A Surgical journey: a timeline of advancement in surgical training and cancer treatment


Rob Kirby Inaugural
Posted on 06 January 2016

Professor Robert Kirby, Professor of Clinical Education & Surgery at Keele University, will give the next lecture in Keele's programme of Inaugural Professorial Lectures 2015-16, on Monday, 18 January 2016, in the Westminster Theatre, Chancellor's Building, on the University campus. The title of his lecture is: "A Surgical journey: a timeline of advancement in surgical training and Cancer treatment".

The lecture will look at three areas;  It will describe medical and surgical training in the 1970s and 80s and compare it with training today.
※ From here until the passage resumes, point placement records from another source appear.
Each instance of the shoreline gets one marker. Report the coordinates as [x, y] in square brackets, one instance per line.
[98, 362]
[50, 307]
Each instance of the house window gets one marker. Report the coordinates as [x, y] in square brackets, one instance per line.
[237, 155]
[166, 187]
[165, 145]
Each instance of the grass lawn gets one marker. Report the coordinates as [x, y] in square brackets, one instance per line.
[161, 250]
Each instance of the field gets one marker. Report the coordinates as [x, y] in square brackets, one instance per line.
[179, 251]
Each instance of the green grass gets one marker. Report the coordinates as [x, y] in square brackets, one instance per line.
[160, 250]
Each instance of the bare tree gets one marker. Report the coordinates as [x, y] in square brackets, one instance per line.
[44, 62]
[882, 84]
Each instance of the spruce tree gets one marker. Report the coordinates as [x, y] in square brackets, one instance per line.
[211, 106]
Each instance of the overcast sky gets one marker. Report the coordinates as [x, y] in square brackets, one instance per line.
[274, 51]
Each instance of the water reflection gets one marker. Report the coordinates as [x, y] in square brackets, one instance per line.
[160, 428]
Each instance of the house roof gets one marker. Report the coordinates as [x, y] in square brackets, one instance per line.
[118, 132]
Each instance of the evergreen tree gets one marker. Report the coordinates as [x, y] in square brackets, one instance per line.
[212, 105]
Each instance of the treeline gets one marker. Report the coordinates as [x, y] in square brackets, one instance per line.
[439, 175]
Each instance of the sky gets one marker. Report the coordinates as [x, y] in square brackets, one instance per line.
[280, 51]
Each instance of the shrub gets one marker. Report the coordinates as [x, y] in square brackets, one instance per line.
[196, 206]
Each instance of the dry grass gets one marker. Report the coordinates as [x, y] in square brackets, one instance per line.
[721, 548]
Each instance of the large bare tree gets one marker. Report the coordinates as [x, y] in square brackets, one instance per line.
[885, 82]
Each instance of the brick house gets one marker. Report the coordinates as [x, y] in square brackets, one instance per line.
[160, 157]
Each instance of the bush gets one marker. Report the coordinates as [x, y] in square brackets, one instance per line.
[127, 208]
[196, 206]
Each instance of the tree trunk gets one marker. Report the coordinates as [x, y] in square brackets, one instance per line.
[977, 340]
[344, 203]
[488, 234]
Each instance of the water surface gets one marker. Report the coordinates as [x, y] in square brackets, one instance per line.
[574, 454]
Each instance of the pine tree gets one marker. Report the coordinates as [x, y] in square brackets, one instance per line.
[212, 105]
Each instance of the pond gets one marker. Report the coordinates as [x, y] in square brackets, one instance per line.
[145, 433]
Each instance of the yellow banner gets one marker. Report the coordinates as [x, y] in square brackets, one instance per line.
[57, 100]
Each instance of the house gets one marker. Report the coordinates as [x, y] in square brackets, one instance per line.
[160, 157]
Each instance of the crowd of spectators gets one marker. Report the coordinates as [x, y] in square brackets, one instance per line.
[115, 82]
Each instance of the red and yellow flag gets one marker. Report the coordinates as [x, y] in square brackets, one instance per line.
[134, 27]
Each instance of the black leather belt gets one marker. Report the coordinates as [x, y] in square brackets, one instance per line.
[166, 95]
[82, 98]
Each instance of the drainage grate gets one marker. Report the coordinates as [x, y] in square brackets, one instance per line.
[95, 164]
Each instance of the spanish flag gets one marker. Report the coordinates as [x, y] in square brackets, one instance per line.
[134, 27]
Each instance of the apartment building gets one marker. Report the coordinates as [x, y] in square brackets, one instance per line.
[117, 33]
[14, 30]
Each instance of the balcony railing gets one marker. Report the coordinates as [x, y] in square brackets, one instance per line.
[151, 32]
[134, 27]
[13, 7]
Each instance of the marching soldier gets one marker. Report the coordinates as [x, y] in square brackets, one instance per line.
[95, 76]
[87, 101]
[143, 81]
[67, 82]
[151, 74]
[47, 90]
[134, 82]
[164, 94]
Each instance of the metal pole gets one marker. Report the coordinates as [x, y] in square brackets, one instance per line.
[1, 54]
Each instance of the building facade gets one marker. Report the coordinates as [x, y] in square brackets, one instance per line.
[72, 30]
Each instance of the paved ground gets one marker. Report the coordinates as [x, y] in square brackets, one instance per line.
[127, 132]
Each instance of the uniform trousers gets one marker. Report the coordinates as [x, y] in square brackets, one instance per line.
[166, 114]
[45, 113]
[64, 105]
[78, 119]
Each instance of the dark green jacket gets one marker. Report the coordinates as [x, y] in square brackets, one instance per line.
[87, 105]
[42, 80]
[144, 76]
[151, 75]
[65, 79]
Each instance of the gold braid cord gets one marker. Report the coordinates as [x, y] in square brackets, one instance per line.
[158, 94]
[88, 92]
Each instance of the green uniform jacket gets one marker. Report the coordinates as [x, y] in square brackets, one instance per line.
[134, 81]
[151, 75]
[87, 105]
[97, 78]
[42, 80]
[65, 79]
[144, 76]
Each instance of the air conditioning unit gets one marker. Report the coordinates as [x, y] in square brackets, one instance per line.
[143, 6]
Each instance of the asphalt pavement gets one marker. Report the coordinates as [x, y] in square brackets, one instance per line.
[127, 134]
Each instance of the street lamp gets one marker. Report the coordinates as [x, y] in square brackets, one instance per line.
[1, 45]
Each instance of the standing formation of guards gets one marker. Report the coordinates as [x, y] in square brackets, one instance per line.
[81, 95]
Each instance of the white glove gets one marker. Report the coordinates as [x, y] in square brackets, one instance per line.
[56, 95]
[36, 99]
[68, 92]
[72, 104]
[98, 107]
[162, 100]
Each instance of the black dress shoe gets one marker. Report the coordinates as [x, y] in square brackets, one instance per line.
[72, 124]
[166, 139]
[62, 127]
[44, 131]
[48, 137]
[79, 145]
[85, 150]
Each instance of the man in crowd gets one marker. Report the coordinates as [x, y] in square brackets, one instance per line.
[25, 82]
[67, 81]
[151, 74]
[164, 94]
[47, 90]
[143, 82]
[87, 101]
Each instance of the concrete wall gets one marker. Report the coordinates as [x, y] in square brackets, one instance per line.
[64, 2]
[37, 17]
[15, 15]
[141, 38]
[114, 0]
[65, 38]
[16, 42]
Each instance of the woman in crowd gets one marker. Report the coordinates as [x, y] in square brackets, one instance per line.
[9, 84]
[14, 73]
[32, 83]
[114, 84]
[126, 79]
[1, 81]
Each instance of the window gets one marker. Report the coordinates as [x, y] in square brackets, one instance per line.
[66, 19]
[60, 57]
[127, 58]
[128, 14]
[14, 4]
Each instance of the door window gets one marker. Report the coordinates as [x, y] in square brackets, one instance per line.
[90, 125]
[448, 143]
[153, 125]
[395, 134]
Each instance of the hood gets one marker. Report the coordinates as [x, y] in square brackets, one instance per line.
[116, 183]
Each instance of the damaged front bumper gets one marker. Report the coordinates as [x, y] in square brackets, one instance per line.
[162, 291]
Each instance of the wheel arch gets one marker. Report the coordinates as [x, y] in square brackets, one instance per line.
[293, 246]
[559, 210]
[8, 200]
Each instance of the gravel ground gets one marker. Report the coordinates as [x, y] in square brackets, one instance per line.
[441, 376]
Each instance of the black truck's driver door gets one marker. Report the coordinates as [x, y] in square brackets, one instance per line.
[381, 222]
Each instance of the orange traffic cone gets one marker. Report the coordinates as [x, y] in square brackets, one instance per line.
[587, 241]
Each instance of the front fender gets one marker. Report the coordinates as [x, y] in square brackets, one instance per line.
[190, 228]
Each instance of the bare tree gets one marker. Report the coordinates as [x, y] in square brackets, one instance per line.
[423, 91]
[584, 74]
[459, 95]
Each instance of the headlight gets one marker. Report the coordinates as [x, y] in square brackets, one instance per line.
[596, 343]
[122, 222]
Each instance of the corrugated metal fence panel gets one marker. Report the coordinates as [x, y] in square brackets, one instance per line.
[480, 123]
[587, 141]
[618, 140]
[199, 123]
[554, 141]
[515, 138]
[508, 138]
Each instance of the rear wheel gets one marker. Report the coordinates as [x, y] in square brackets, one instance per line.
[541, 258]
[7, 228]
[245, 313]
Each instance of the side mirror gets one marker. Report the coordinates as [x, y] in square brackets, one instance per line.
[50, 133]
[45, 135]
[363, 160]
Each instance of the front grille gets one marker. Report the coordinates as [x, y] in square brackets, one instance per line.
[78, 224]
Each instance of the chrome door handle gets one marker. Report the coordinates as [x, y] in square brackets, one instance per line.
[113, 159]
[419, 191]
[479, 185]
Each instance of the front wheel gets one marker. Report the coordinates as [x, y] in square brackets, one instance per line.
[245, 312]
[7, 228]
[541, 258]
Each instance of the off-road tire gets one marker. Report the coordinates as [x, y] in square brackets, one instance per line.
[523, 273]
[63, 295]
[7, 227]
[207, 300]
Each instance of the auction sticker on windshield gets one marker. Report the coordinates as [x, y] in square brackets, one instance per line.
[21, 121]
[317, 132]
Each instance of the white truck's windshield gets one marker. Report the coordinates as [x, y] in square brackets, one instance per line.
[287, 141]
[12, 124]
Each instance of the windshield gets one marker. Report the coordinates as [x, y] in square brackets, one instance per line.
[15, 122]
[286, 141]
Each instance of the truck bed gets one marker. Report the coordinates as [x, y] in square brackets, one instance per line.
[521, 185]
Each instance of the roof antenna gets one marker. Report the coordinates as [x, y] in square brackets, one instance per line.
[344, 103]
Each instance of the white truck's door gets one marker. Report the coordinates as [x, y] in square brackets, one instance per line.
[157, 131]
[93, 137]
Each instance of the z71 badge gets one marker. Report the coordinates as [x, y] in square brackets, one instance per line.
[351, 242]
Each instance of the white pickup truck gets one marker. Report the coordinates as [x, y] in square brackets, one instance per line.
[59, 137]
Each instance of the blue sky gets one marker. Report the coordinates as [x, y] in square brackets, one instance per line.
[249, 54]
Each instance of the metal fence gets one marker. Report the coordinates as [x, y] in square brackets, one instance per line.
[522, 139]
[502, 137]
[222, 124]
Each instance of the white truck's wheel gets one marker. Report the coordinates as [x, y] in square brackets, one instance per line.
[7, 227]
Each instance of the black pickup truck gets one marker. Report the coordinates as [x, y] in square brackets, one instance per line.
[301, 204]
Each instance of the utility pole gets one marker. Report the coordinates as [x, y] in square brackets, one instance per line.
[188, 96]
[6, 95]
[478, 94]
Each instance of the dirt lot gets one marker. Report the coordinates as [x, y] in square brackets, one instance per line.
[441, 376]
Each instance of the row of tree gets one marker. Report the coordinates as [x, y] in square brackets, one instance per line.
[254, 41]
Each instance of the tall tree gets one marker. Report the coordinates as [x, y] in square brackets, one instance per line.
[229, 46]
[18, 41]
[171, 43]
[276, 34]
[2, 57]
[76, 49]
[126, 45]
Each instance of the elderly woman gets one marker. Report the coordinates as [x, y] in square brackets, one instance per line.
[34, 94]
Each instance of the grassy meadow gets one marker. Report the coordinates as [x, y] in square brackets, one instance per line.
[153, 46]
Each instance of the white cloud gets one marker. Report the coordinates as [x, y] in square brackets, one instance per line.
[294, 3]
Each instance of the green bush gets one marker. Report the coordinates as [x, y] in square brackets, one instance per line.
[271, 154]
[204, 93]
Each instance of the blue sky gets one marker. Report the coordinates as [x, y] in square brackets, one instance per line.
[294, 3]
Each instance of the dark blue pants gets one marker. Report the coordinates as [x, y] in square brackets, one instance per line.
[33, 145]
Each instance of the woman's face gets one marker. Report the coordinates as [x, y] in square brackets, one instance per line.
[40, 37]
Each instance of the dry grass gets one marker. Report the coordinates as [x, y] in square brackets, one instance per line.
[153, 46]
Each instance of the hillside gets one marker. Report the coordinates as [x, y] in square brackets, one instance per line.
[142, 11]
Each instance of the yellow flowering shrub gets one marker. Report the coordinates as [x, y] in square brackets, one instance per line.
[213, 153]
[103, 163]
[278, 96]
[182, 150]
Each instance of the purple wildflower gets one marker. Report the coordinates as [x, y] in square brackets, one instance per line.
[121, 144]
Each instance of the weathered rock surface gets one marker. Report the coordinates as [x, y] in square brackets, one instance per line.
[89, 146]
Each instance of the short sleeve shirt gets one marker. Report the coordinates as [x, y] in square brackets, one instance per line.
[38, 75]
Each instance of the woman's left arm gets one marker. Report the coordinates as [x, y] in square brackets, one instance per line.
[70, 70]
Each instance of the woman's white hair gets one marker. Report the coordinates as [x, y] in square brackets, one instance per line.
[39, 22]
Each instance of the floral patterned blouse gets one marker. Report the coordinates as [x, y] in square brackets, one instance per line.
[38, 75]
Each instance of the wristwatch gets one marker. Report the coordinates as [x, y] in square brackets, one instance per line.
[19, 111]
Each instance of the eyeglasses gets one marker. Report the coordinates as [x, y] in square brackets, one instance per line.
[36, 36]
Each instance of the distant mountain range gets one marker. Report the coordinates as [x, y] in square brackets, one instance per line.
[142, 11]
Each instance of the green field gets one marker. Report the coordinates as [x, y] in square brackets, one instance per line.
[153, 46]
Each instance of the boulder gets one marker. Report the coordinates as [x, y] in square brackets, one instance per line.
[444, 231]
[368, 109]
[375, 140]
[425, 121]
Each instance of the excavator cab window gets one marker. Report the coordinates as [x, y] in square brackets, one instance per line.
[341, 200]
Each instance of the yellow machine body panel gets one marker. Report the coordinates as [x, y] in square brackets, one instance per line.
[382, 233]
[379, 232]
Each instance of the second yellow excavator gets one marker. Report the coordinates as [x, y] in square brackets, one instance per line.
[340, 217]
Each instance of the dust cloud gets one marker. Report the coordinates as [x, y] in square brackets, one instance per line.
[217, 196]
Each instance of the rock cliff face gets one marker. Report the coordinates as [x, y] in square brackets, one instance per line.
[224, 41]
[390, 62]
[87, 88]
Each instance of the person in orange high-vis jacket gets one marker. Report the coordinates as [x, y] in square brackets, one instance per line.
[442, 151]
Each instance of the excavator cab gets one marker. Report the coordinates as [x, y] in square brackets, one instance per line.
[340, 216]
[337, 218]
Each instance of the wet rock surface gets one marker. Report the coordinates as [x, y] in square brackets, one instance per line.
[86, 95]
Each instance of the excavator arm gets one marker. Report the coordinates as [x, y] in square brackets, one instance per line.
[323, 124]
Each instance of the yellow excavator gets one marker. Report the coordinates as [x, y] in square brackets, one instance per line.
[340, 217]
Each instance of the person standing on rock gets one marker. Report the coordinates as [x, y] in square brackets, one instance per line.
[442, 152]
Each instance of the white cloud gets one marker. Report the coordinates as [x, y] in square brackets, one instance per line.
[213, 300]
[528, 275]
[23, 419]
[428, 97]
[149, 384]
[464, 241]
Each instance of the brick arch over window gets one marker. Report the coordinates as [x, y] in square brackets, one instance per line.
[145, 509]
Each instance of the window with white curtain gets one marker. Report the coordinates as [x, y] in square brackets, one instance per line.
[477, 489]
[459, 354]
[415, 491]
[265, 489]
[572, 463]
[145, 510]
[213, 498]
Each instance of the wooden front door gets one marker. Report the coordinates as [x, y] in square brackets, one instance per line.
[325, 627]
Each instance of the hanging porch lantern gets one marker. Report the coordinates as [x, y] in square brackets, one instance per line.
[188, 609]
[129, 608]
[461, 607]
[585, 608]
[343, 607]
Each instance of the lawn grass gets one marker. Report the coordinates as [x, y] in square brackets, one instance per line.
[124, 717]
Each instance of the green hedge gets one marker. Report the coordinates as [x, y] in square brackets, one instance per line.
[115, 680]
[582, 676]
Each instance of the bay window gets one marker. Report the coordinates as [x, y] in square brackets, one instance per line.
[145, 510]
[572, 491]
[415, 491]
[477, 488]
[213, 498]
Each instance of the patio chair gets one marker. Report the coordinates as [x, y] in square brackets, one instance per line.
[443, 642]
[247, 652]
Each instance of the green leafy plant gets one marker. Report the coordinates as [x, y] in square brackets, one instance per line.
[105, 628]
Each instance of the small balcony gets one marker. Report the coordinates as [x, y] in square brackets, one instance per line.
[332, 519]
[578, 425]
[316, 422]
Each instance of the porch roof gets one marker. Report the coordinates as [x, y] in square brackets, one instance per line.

The effects, intended and otherwise, of reduced working hours for trainee doctors will be explored.

The modern management of patients with breast cancer will be described, and comparisons made with previous management approaches, areas of research and change, and possibilities in the future.

The development of the medical school at Keele will be described, with particular emphasis on student learning in clinical environments - together with the challenges and achievements of developing a first class teaching environment in one of the busiest hospitals in the UK.

Robert Kirby qualified from Birmingham University in 1977.  After initial jobs in Birmingham he moved to London and Surrey, in surgical training posts, before returning to Birmingham as a Transplantation Fellow in 1984, researching into liver transplantation He moved to Stoke-on-Trent in 1986. He was appointed as a Consultant General Surgeon to the North Staffordshire Hospital in 1991 and as a Clinical Senior Lecturer at Keele the same year.  His main clinical interest is in breast cancer and colorectal disease.  He was the first Director of Admissions for the new Medical School, Undergraduate Academic Director of Surgery and was appointed Hospital Dean of the University Hospital in 2009.

Keele's programme of Inaugural Lectures are given by newly established professors within the University and aim to give an illuminating account of the speaker's own subject specialism. The lectures, which start at 6 pm in the Westminster Theatre, are chaired by the Vice-Chancellor, Professor Trevor McMillan.

This lecture is free and open to all.